Annalisa Fois non ce l’ha fatta. Dopo una lunga e coraggiosa lotta contro il tumore, ieri mattina, 9 febbraio, il suo cuore ha smesso di battere. Una notizia che lascia un vuoto profondo non solo nella sua famiglia, ma nell’intera comunità di Putifigari, che oggi si stringe nel dolore.

Annalisa era una persona dolcissima, sempre con il sorriso, madre di quattro figli, moglie, lavoratrice instancabile. Nel 2003 aveva scelto di scommettere su se stessa, aprendo da sola la sua attività, la psticceria “Oasi". Un passo coraggioso, diventato negli anni una certezza: un laboratorio che non era solo un’impresa, ma un punto di riferimento, proprio come lei. Attraverso il suo lavoro aveva saputo raccontare la Sardegna e in particolare Putifigari e di Villanova Monteleone, fatta di mani, pazienza, tradizioni tramandate e orgoglio.

Era una cittadina attiva, partecipe, sempre presente nella vita del paese. Un esempio di forza, resilienza e tenacia, anche nei momenti più difficili. Alla 40ª Mostra Micologica del Capo di Sopra, che si è tenuta a Putifigari lo scorso novembre, Annalisa avrebbe voluto esserci come sempre, per preparare le seadas e far conoscere i suoi dolci, i dolci della sua comunità. La sua postazione era pronta, allestita con la speranza che potesse arrivare. Ma già provata dalla malattia, non riuscì a partecipare. Quella assenza, oggi, pesa come un presagio silenzioso.

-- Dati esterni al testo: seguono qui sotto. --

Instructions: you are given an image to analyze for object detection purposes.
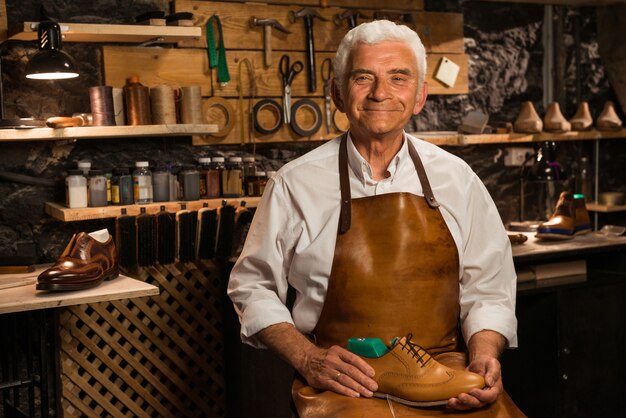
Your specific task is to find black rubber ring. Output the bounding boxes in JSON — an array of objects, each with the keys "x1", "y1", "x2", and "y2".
[
  {"x1": 289, "y1": 99, "x2": 322, "y2": 136},
  {"x1": 252, "y1": 99, "x2": 283, "y2": 135}
]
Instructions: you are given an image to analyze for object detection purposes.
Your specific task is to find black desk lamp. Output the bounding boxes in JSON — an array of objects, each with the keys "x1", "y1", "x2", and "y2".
[{"x1": 26, "y1": 21, "x2": 78, "y2": 80}]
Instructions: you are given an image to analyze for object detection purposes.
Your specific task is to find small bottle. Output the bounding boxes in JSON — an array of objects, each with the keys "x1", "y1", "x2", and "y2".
[
  {"x1": 198, "y1": 157, "x2": 211, "y2": 199},
  {"x1": 222, "y1": 157, "x2": 243, "y2": 197},
  {"x1": 243, "y1": 157, "x2": 256, "y2": 196},
  {"x1": 178, "y1": 166, "x2": 200, "y2": 200},
  {"x1": 576, "y1": 156, "x2": 594, "y2": 203},
  {"x1": 206, "y1": 157, "x2": 226, "y2": 199},
  {"x1": 119, "y1": 168, "x2": 135, "y2": 205},
  {"x1": 65, "y1": 169, "x2": 87, "y2": 209},
  {"x1": 87, "y1": 170, "x2": 107, "y2": 208},
  {"x1": 152, "y1": 166, "x2": 170, "y2": 202},
  {"x1": 133, "y1": 161, "x2": 152, "y2": 204},
  {"x1": 76, "y1": 161, "x2": 91, "y2": 178}
]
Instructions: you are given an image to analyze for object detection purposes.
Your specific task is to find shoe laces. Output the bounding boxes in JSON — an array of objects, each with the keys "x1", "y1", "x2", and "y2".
[{"x1": 399, "y1": 334, "x2": 432, "y2": 367}]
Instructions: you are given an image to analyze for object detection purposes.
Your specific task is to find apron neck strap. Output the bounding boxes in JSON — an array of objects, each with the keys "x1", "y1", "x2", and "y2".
[{"x1": 339, "y1": 132, "x2": 439, "y2": 234}]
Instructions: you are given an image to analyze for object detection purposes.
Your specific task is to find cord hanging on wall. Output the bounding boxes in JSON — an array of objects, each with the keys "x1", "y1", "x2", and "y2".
[{"x1": 26, "y1": 21, "x2": 78, "y2": 80}]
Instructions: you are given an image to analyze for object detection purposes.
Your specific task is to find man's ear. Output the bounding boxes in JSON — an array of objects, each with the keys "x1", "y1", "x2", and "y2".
[
  {"x1": 413, "y1": 81, "x2": 428, "y2": 115},
  {"x1": 330, "y1": 78, "x2": 346, "y2": 113}
]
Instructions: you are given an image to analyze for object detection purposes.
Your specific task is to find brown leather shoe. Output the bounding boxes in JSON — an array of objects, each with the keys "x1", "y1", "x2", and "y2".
[
  {"x1": 572, "y1": 194, "x2": 591, "y2": 235},
  {"x1": 36, "y1": 232, "x2": 119, "y2": 291},
  {"x1": 536, "y1": 192, "x2": 572, "y2": 240},
  {"x1": 543, "y1": 102, "x2": 572, "y2": 132},
  {"x1": 513, "y1": 102, "x2": 543, "y2": 134},
  {"x1": 356, "y1": 334, "x2": 485, "y2": 406},
  {"x1": 596, "y1": 101, "x2": 622, "y2": 131},
  {"x1": 569, "y1": 102, "x2": 593, "y2": 131}
]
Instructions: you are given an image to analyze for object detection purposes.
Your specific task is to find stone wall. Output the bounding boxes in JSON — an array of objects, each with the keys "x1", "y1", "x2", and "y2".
[{"x1": 0, "y1": 0, "x2": 626, "y2": 262}]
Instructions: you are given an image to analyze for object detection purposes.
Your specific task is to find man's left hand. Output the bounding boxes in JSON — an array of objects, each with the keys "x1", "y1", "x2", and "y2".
[{"x1": 447, "y1": 355, "x2": 504, "y2": 411}]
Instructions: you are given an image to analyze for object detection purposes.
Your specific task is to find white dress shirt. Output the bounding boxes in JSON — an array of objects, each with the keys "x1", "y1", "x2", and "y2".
[{"x1": 228, "y1": 134, "x2": 517, "y2": 347}]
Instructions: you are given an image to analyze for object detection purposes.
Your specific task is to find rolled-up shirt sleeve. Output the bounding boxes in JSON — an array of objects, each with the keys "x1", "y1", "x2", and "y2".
[
  {"x1": 228, "y1": 180, "x2": 293, "y2": 348},
  {"x1": 460, "y1": 175, "x2": 517, "y2": 348}
]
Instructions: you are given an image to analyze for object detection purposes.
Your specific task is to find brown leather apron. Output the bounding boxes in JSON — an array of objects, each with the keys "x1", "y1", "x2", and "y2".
[{"x1": 292, "y1": 135, "x2": 524, "y2": 418}]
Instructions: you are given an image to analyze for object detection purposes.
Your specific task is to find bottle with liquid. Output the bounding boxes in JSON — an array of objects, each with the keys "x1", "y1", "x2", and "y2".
[
  {"x1": 133, "y1": 161, "x2": 153, "y2": 204},
  {"x1": 576, "y1": 156, "x2": 594, "y2": 203},
  {"x1": 65, "y1": 169, "x2": 87, "y2": 209}
]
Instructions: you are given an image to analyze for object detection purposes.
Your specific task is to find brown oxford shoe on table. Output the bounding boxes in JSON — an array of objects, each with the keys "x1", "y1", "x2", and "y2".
[
  {"x1": 36, "y1": 232, "x2": 119, "y2": 291},
  {"x1": 361, "y1": 334, "x2": 485, "y2": 406}
]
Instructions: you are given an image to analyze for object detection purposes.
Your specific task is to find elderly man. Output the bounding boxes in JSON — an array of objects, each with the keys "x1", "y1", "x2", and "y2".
[{"x1": 228, "y1": 21, "x2": 523, "y2": 417}]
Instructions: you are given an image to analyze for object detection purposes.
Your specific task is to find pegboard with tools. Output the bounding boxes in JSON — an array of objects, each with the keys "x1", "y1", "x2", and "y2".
[{"x1": 103, "y1": 0, "x2": 469, "y2": 145}]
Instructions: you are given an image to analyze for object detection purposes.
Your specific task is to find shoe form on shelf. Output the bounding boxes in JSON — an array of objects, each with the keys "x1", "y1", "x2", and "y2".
[
  {"x1": 596, "y1": 101, "x2": 622, "y2": 131},
  {"x1": 36, "y1": 232, "x2": 119, "y2": 291},
  {"x1": 536, "y1": 192, "x2": 572, "y2": 240},
  {"x1": 569, "y1": 102, "x2": 593, "y2": 131},
  {"x1": 572, "y1": 194, "x2": 591, "y2": 235},
  {"x1": 362, "y1": 334, "x2": 485, "y2": 406},
  {"x1": 513, "y1": 102, "x2": 543, "y2": 134},
  {"x1": 543, "y1": 102, "x2": 572, "y2": 132}
]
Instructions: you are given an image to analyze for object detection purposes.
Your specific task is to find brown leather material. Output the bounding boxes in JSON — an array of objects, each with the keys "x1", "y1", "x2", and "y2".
[
  {"x1": 596, "y1": 101, "x2": 622, "y2": 131},
  {"x1": 543, "y1": 102, "x2": 572, "y2": 132},
  {"x1": 513, "y1": 102, "x2": 543, "y2": 134},
  {"x1": 36, "y1": 232, "x2": 119, "y2": 291},
  {"x1": 363, "y1": 335, "x2": 485, "y2": 406},
  {"x1": 569, "y1": 102, "x2": 593, "y2": 131}
]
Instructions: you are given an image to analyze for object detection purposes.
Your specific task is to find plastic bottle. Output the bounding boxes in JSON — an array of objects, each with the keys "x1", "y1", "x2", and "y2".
[
  {"x1": 133, "y1": 161, "x2": 152, "y2": 204},
  {"x1": 222, "y1": 157, "x2": 243, "y2": 197},
  {"x1": 65, "y1": 169, "x2": 87, "y2": 209},
  {"x1": 206, "y1": 157, "x2": 226, "y2": 199},
  {"x1": 87, "y1": 170, "x2": 107, "y2": 208}
]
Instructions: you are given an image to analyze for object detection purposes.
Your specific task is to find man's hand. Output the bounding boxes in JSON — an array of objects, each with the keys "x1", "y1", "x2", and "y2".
[
  {"x1": 447, "y1": 330, "x2": 504, "y2": 411},
  {"x1": 298, "y1": 345, "x2": 378, "y2": 398},
  {"x1": 256, "y1": 323, "x2": 378, "y2": 397}
]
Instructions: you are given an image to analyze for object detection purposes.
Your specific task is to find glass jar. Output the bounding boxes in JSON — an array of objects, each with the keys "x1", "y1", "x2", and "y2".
[
  {"x1": 198, "y1": 157, "x2": 211, "y2": 199},
  {"x1": 65, "y1": 169, "x2": 87, "y2": 209},
  {"x1": 178, "y1": 166, "x2": 200, "y2": 200},
  {"x1": 152, "y1": 166, "x2": 170, "y2": 202},
  {"x1": 87, "y1": 170, "x2": 107, "y2": 208},
  {"x1": 222, "y1": 157, "x2": 243, "y2": 197},
  {"x1": 206, "y1": 157, "x2": 226, "y2": 199},
  {"x1": 133, "y1": 161, "x2": 153, "y2": 204}
]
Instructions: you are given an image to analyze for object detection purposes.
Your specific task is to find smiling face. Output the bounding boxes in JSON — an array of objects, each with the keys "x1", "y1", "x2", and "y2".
[{"x1": 333, "y1": 41, "x2": 426, "y2": 140}]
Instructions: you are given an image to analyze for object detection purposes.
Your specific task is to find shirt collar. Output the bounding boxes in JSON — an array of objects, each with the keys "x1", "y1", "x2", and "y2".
[{"x1": 347, "y1": 133, "x2": 409, "y2": 185}]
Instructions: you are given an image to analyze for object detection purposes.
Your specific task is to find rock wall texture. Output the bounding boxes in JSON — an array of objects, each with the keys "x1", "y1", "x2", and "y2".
[{"x1": 0, "y1": 0, "x2": 626, "y2": 262}]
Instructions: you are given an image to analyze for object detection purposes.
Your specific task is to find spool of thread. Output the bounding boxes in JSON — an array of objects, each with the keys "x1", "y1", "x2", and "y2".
[
  {"x1": 89, "y1": 86, "x2": 115, "y2": 126},
  {"x1": 124, "y1": 76, "x2": 152, "y2": 125},
  {"x1": 150, "y1": 84, "x2": 176, "y2": 125},
  {"x1": 180, "y1": 86, "x2": 203, "y2": 124},
  {"x1": 113, "y1": 87, "x2": 126, "y2": 126}
]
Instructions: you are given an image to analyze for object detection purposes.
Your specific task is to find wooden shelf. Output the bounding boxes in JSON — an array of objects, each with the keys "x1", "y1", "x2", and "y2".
[
  {"x1": 409, "y1": 129, "x2": 626, "y2": 145},
  {"x1": 586, "y1": 203, "x2": 626, "y2": 212},
  {"x1": 45, "y1": 197, "x2": 261, "y2": 222},
  {"x1": 0, "y1": 124, "x2": 217, "y2": 142},
  {"x1": 9, "y1": 22, "x2": 202, "y2": 43}
]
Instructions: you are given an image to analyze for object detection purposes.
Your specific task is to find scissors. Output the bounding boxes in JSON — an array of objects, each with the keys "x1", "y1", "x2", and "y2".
[
  {"x1": 278, "y1": 54, "x2": 304, "y2": 124},
  {"x1": 322, "y1": 58, "x2": 333, "y2": 134}
]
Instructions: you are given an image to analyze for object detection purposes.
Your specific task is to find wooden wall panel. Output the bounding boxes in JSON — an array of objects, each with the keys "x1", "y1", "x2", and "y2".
[{"x1": 103, "y1": 46, "x2": 468, "y2": 97}]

Con profonda commozione, l’Amministrazione comunale di Putifigari ricorda Annalisa come giovane mamma e imprenditrice, fondatrice di Oasi – la pasta fresca, conosciuta per le sue casadinas, le ricotelle e per una produzione artigianale che ha saputo conquistare tutti. Una scomparsa che lascia “un vuoto incolmabile”, perché Annalisa non era solo un’imprenditrice, ma una donna capace di dare valore al territorio attraverso il lavoro e l’impegno quotidiano.

A raccontarne il valore umano e civico è la sindaca Antonella Contini: "Annalisa non è stata solo una madre devota e un’imprenditrice di successo, ma anche una figura simbolo di determinazione e amore per la propria terra e per la comunità di Putifigari. Con la sua attività, ha contribuito a valorizzare la nostra cultura gastronomica, rendendo i suoi dolci tipici prodotti rinomati e apprezzato da tutti. Sempre in prima linea per la difesa dei diritti della comunità: sostenitrice della difesa per il mantenimento del plesso della scuola primaria di Putifigari, è stata per tanto tempo rappresentante dei genitori nel Consiglio d’Istituto E. d’Arborea".

In segno di rispetto e affetto, l’Amministrazione comunale ha proclamato il lutto cittadino nel giorno del funerale, che si terrà mercoledì 11 febbraio, alle ore 11:00 nella chiesa di Nostra Signora de S'Ena Frisca, invitando tutta la cittadinanza a osservare un momento di riflessione e di silenzio in suo onore. La bandiera del Comune sarà esposta a mezz’asta e le attività pubbliche osserveranno un minuto di silenzio. Un gesto che racconta quanto Annalisa fosse amata e quanto profonda sia oggi la ferita lasciata dalla sua scomparsa.

L'INTERVISTA AD ANNALISA

Anche noi di Sardegna Live abbiamo avuto il privilegio di conoscerla, in occasione della 39ª Mostra Micologica del Capo di Sopra. Ci aveva accolto nel suo laboratorio con semplicità e calore, mostrandoci la preparazione delle seadas e delle formaggelle. In quell’intervista, carica di emozione, emergeva con chiarezza il suo obiettivo: diffondere la tradizione dolciaria sarda attraverso una produzione artigianale autentica, fatta di ricottelle, tiricche, amaretti, papassini e tante altre specialità che raccontano l’identità dell’Isola.

Oggi resta il dolore, ma anche un’eredità fatta di gesti, sapori, dedizione e amore per la propria comunità. Annalisa Fois lascia quattro figli, il marito e un paese intero che non la dimenticherà.

La redazione di Sardegna Live si stringe con affetto alla famiglia e a tutti coloro che le hanno voluto bene.